Typically it's hard to measure any single operation -- e.g. composing targets executes a cheap shader (low chance of ALU being the bottleneck), but puts a lot of pressure on texture fetching and an equal amount on ROP, making it hard to tell which of the two is the bottleneck.
Also, even within a single generation of GPUs, the difference in bandwidth between low and high-end models can differ by ~20x, meaning an operation that's ALU-bound on one model may be fetch-bound on another model.

There's a careful balance between fetch latencies (and the GPUs bandwidth), the number of temp registers required by a shader (and the size of the GPU's register file) and the amount of non-fetch (ALU) work (and the GPU's speed at ALU work).
e.g. if a shader is fetch-bound, then decreasing temp-reg usage (or increasing the GPU's reg file size) might remove that bottleneck. In the same situation, you may be able to add more ALU work "for free" (assuming you don't add more temp-registers as well), or you might be able to assume that when moving to a GPU with lower ALU-speed, then performance won't be affected.
on another GPU (AMD..something).. everything is changing (more or less slightly)..
What do you mean exactly? The timings change run-to-run, as in they're random? Or they've changed from the previous GPU? Or they change based on some API state that's set?
I've heard about certain drivers re-compiling the current shader program(s) if the user software changes constant register values.
Thanks for your replies!
first of all i'll try to explain what i'm doing ;)
in general.. . it's an augmented reality application.. so there are some steps to perform..

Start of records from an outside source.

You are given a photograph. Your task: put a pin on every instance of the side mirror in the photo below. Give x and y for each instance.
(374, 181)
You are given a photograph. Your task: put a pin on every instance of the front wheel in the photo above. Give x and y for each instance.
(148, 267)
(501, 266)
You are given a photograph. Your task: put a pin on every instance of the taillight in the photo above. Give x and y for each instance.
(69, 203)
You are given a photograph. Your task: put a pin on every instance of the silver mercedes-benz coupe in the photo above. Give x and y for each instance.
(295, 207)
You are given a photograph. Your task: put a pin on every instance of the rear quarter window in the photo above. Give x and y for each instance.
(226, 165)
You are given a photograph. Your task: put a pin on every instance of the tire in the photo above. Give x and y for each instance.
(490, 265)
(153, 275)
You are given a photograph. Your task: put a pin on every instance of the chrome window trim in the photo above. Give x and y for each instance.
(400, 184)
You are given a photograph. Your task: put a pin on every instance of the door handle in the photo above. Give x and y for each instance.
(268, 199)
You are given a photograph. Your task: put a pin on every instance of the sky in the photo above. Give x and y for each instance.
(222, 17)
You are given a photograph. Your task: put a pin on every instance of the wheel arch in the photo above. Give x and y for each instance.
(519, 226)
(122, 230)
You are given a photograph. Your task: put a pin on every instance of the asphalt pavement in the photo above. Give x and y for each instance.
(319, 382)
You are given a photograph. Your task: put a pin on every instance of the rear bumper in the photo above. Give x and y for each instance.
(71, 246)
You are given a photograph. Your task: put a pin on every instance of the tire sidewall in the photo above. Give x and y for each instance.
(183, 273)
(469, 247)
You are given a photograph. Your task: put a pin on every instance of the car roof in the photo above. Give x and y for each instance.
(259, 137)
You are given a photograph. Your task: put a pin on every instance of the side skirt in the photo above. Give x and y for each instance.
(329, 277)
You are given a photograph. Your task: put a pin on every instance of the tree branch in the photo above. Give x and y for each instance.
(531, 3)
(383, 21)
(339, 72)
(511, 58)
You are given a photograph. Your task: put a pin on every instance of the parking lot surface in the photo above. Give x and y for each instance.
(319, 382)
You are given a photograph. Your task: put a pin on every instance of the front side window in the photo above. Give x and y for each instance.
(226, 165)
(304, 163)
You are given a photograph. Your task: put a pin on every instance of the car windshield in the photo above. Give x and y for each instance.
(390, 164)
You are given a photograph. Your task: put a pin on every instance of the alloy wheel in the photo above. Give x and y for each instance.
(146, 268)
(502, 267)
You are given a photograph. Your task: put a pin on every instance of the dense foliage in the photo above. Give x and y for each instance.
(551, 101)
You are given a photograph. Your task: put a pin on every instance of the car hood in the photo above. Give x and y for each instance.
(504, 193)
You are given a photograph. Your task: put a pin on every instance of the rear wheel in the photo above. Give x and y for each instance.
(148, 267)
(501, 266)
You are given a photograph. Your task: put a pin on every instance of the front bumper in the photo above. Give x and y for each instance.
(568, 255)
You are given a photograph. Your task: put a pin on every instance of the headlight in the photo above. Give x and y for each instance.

  1. rendering background layer (at the moment the model of a room from the inside.. to simulate the camera).. the camera does not move and so the afford should be constant
  2. generate shadow maps of the room above and the model below (see next step)
  3. render virtual objects..they are changing for performance measures.. (i restart the application to change the model) ... these models also don't move
  4. render virtual shadows.. therefor the room geometry and the shadow maps are used.. should be fixed time
  5. blend results of 1. 3. and 4. together

these steps are always the same.. (so i always have the same calls from cpu side)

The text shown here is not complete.